Ntuk, head of CalGEM, the California Geologic Energy Management Division, noted in his letter that the Intergovernmental Panel on Climate Change stated "with over 95 percent confidence" in 2013 that human activity caused more than half of the recorded global temperature increases during the last six decades.

"There is unequivocal scientific consensus that climate change is happening," he stated, "and that human activity is the primary driver."

He wrote that children's health, in particular, has suffered because of rising temperatures, and concluded fossil fuel production is directly correlated to climate change-associated public health problems.

To this he added that the 9th U.S. Circuit Court of Appeals recognized in January 2020 that combustion of fossil fuels "wreak(s) havoc on Earth's climate if unchecked" and that there is substantial evidence that a government failure to alter existing policies "may hasten an environmental apocalypse."

The letter discussed human-health and natural damage caused by heat waves, noting that eight of the largest 20 fires in state history took place during the last three years. Ntuk also wrote that the ongoing drought threatens California's $50 billion agricultural industry.


He pointed to the state Legislature's express recognition of the threats posed by global warming, including in 2016's Senate Bill 32, which calls for a 40 percent cut in statewide greenhouse gas emissions by 2031.

His agency, he asserted, has a "central role" in making sure the activities it regulates align with California's environmental, public health and climate-change goals.

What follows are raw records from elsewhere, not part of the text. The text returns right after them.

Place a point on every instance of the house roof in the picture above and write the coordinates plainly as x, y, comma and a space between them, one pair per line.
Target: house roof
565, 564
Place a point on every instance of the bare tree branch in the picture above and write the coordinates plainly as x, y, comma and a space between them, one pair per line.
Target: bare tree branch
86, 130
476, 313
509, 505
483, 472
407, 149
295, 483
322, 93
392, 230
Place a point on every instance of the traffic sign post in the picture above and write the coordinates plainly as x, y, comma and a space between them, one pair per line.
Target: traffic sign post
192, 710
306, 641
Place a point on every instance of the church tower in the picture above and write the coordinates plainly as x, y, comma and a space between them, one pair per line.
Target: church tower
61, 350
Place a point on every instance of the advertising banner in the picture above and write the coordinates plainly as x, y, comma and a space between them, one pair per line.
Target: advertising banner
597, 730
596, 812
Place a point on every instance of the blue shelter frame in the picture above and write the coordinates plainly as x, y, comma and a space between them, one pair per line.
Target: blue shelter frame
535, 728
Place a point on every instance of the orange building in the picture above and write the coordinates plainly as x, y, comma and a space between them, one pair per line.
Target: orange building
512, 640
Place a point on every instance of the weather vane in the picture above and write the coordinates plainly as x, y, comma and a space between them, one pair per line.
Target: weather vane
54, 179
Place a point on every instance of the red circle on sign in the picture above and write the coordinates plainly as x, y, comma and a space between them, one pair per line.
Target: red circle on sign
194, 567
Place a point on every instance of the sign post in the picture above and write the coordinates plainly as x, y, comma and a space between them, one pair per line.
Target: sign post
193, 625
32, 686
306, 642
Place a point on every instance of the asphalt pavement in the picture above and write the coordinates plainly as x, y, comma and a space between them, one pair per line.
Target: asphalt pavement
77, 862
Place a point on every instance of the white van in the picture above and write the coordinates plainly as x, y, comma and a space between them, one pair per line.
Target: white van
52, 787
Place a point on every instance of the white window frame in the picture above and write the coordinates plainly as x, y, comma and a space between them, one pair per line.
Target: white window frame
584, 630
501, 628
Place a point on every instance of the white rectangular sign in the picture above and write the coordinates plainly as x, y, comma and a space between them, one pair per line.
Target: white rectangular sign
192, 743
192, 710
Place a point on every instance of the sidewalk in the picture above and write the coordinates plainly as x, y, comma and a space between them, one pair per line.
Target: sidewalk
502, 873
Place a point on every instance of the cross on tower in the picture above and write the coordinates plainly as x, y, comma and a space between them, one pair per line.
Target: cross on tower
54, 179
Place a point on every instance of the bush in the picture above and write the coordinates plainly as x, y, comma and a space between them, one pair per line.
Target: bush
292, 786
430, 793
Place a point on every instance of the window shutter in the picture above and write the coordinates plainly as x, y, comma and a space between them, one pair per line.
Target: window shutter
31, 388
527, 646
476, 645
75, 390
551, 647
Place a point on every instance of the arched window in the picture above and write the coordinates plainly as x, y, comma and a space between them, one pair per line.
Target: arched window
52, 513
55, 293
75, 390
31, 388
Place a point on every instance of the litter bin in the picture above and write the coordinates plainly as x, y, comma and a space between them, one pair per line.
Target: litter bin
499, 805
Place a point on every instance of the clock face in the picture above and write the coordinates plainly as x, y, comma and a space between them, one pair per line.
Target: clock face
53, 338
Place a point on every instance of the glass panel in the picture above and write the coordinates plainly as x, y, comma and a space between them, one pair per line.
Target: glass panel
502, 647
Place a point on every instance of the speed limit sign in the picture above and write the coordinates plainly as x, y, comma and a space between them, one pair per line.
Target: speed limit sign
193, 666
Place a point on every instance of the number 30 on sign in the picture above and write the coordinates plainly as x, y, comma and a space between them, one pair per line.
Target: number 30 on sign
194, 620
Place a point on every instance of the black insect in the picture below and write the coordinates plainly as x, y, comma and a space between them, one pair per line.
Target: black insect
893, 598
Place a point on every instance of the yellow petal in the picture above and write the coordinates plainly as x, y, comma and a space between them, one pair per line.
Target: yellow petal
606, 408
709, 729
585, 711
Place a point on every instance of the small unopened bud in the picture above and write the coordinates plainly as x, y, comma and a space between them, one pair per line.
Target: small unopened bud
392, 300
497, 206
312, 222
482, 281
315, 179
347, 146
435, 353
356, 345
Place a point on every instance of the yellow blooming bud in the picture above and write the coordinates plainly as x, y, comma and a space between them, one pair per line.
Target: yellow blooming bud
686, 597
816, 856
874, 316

"CalGEM must exercise the discretion the Legislature granted it to balance these priorities in regulating well stimulation treatments" such as fracking, Ntuk stated.

Citing state codes, he wrote that lawmakers have given the division responsibility for making sure oil and gas production is carried out in a way that safeguards the health and safety of California residents "and furthers the state's climate change and clean energy goals." He added that it is CalGEM's duty to encourage the "wise development" of oil and gas resources.

His final paragraph sums things up with a defense of his discretionary decisions to reject Aera's applications.

"Given the increasingly urgent climate effects of fossil fuel production, the continuing impacts of climate change and hydraulic fracturing (also known as fracking) on public health and natural resources, and my duties ..., I could not in good conscience exercise the discretion entrusted to me to grant Aera Energy's (fracking) permits," he wrote.